India adopted harsh crypto tax laws on Friday, and moments after the bill's passage Nischal Shetty, the CEO and founder of WazirX, one of India's biggest exchanges, pulled no punches, saying, "We have entered a period of pain."
"This is almost like not letting the industry function, and what will happen is what happened to the drone industry where eventually the largest drone industry is in China," said Shetty, perhaps the most prominent face in crypto in India. "Now all the foreign tech is going to dominate in India and we don't want that happening in crypto."
He added the move is especially bad for India's younger people. "What we care most about is our customers. Millions earn a living through crypto. During the [coronavirus] pandemic, they lost jobs and crypto was one of the reasons people survived.

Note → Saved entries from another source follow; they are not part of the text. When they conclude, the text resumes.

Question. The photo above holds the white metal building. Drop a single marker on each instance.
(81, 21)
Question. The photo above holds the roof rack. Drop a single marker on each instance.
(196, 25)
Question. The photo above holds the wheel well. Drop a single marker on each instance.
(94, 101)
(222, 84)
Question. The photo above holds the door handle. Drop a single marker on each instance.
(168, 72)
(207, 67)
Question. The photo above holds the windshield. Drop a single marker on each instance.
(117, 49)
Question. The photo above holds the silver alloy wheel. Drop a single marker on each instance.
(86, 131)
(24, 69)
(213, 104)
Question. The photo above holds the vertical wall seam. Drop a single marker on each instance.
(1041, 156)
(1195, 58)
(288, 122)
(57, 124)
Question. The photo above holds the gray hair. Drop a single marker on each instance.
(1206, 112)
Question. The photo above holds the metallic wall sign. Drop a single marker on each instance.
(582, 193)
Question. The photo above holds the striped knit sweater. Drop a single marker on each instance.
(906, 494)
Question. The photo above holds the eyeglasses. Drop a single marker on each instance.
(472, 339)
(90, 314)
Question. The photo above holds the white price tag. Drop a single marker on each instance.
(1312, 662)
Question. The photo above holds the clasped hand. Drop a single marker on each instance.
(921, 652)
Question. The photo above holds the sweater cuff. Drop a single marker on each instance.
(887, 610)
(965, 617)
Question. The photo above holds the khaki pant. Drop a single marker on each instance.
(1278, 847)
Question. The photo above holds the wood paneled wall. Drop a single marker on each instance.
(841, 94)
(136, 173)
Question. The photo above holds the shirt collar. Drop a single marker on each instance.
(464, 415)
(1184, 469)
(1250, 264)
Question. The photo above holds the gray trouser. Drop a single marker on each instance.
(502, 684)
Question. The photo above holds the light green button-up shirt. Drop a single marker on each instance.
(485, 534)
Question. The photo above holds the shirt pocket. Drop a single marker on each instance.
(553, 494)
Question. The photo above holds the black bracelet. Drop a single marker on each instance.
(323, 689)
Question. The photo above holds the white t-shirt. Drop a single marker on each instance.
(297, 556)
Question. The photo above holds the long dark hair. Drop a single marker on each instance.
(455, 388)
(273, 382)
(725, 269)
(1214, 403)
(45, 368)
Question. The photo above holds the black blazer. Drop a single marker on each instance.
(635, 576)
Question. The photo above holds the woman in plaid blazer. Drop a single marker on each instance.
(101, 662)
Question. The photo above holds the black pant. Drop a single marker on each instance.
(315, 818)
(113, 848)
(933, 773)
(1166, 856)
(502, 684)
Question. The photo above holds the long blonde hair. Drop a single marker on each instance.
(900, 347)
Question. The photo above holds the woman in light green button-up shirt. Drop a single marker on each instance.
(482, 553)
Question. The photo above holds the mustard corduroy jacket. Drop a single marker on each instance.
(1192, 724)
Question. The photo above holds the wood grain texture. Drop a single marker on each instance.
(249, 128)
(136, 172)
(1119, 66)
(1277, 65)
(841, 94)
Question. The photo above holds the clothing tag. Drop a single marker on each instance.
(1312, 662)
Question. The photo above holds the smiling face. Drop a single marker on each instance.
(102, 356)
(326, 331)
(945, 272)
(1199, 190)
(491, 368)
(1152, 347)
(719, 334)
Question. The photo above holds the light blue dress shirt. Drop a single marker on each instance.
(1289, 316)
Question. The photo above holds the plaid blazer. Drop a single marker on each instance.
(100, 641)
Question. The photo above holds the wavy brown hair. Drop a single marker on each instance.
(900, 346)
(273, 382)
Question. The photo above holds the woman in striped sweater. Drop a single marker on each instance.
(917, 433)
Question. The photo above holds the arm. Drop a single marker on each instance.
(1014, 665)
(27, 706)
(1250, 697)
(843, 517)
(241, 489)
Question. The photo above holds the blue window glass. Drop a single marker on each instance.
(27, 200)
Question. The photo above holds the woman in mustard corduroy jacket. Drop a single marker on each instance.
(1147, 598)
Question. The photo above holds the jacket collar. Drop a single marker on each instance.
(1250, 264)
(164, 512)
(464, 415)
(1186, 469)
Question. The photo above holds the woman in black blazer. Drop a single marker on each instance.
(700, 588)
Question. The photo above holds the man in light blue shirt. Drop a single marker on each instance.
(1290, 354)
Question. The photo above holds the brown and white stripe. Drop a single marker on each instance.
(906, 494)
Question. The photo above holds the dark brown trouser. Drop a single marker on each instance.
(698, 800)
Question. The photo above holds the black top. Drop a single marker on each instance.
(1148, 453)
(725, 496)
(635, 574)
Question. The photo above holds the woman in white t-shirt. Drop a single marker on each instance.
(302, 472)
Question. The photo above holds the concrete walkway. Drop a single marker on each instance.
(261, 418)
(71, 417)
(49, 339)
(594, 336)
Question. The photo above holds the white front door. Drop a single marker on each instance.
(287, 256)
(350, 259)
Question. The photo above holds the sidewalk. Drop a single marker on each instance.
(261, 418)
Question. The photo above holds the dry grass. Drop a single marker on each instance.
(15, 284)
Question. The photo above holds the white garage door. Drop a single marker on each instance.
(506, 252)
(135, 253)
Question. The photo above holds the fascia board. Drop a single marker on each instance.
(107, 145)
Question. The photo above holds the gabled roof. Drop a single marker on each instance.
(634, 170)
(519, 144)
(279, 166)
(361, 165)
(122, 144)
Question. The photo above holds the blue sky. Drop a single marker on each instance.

We are concerned about the loss to their livelihood, their dreams ... these are people in the 18 to 30-year-old category," said Shetty.
Shetty's biggest objection was to the 1% tax deducted at source (TDS), which would be levied any time an Indian buys or sells crypto. "The 1% TDS will kill liquidity, which means ultimately profitability goes down for everyone. It's a lose-lose," Shetty said.
What people will do now, according to Shetty, "is find ways to not be part of the [domestic] system because people are not going to leave crypto."
"This will push people to other channels – peer to peer, one-to-one trading. As an industry, we had worked so hard to make sure everyone comes through the right way, millions through KYCs [know your customer protocols]. Now the other fear is that this will go back to the gray market or non-KYC approach," Shetty predicted.
The move to not allow crypto losses to offset gains is even worse than the 30% capital gains tax on crypto profits itself, said Shetty. He noted that in some cases Indian investors could lose more money than they invested because of the way the new taxes work.
"No one will risk that," Shetty said.